Mais aujourd’hui, c’était pire, qu’ils disaient, tous ceux qui n’avaient connu ni les grèves, ni les licenciements, ni les morts.

Les autres, ceux qui étaient passés à travers tout, se taisaient. Et cela confirmait aux jeunes que cette fois-ci, c’était pire, pire que tout. Ils hurlaient, dès sept heures du matin, devant les bureaux.

Le silence des anciens augure le silence des machines.

Ils hurlaient pour remplir le silence.

Au fond, personne ne savait ce qui était pire.

La fraude des patrons, eux qui se disaient compréhensifs, disponibles, à l’écoute ?

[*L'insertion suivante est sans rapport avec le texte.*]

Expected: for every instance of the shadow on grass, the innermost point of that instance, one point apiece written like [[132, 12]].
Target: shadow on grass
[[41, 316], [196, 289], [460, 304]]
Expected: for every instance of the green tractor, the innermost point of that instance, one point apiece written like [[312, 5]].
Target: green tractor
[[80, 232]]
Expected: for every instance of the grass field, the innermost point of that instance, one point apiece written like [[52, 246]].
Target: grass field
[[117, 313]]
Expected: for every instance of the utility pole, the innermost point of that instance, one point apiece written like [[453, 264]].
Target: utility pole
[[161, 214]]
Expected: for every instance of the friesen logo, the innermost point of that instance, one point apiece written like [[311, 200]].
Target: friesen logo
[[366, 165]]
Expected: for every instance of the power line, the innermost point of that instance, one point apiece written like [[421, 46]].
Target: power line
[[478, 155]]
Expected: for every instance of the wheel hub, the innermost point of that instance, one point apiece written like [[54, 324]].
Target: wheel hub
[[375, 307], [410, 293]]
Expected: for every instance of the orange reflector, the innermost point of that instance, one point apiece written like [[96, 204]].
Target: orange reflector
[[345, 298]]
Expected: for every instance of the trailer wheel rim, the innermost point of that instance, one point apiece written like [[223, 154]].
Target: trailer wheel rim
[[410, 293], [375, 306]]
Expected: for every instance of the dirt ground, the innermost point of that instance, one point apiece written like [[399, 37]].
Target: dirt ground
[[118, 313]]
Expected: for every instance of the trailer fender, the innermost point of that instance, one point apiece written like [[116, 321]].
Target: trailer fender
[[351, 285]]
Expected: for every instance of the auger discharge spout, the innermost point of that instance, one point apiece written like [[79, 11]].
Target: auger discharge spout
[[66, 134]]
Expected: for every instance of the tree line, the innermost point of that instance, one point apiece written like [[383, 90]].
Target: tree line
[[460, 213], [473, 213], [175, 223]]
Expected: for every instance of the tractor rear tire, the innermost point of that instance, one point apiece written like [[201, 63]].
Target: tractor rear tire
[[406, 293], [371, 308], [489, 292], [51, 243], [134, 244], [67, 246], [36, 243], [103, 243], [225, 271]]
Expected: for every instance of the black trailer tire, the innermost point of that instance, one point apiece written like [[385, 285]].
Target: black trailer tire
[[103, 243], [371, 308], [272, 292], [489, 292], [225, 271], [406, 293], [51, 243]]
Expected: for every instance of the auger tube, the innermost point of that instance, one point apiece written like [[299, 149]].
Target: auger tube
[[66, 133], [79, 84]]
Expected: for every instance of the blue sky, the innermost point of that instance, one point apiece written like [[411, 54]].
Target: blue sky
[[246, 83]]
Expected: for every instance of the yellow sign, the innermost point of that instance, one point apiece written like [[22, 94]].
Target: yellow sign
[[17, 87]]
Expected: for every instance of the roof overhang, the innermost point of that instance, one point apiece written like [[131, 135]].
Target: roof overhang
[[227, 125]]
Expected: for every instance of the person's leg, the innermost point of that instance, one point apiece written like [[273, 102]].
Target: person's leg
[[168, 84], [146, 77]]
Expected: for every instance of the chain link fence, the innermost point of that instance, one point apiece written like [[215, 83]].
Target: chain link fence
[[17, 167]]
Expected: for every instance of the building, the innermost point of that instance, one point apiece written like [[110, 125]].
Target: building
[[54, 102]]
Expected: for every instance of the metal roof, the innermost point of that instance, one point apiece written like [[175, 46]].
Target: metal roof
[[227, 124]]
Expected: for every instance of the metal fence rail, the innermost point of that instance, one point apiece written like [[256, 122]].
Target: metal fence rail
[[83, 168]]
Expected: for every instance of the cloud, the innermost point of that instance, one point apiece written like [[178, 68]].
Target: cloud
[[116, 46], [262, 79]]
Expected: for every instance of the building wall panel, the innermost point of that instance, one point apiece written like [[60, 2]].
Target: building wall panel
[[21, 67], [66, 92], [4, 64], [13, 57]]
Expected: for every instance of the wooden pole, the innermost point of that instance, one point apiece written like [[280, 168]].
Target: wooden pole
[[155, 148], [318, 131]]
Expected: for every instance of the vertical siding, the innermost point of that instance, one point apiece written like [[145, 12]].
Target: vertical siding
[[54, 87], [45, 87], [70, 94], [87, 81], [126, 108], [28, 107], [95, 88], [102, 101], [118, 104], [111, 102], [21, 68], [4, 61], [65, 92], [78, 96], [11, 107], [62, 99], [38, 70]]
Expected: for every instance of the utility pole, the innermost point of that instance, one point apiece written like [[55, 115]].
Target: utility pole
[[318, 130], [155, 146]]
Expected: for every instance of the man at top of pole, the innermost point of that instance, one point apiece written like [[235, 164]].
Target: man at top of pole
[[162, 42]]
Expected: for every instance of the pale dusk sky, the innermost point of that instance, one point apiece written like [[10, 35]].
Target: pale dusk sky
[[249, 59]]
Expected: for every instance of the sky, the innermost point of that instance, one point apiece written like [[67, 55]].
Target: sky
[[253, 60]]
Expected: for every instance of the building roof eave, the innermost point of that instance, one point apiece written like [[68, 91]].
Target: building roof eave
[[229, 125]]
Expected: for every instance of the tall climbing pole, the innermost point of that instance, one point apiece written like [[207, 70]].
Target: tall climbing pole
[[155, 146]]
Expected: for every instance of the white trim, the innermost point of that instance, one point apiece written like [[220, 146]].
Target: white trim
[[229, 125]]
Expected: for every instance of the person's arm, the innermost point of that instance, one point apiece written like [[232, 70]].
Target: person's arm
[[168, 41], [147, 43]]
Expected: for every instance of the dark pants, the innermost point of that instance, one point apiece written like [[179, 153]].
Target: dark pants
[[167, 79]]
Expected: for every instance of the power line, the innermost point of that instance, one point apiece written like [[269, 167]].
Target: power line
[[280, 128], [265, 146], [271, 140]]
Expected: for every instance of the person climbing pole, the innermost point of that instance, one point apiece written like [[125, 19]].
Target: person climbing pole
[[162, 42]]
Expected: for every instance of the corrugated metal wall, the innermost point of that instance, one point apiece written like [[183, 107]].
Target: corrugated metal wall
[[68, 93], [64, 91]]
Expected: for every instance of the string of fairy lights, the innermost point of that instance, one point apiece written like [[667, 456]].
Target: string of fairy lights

La pandémie qui avait précarisé et, disons-le, envoyé à la misère tout un tas de gens ?

Ils en parlaient sur la pause midi. Le cousin d’untel était tombé au C.P.A.S., la fille d’une telle était revenue vivre chez ses parents. X avait arrêté sa formation, pour aider sa mère. Y n’était plus payé par le chômage depuis quatre mois.

Peut-être que le fait que la scierie était la dernière usine à 100 kilomètres à la ronde rendait la situation pire, pire que tout. Et les ouvriers se sentaient comme des irréductibles gaulois : seuls résistants face à l’envahisseur.

Ils n’aimaient pas particulièrement leur travail, non, ils étaient fatigués et mal traités et mal payés mais qu’allaient-ils pouvoir faire d’autre, si la scierie s’éteignait ?

Alors ils criaient, pour éloigner le silence qui bientôt s’abattrait sur eux.

Un matin, ni patron ni personne des bureaux ne vint leur dire de se taire. Le matin suivant, non plus.

Et tous les matins suivants, ce fut pareil.

Ils se comprirent perdants. On ne les ferait plus taire. On ne les ferait plus rien du tout ; c’était fini.

Le silence gagna les cœurs et les plus hardis, ou les plus désespérés, tentèrent de s’organiser, sur leur fatigue, des moments de paroles.

Des solutions, un accompagnement, le chômage, une réorientation, pré-pension, ensemble, les compétences. Voilà, ce qu’ils disaient, à bout de souffle.

 

Et puis, un matin, les machines s’arrêtèrent toutes en même temps. Le vacarme cessa. Tous furent soulagés.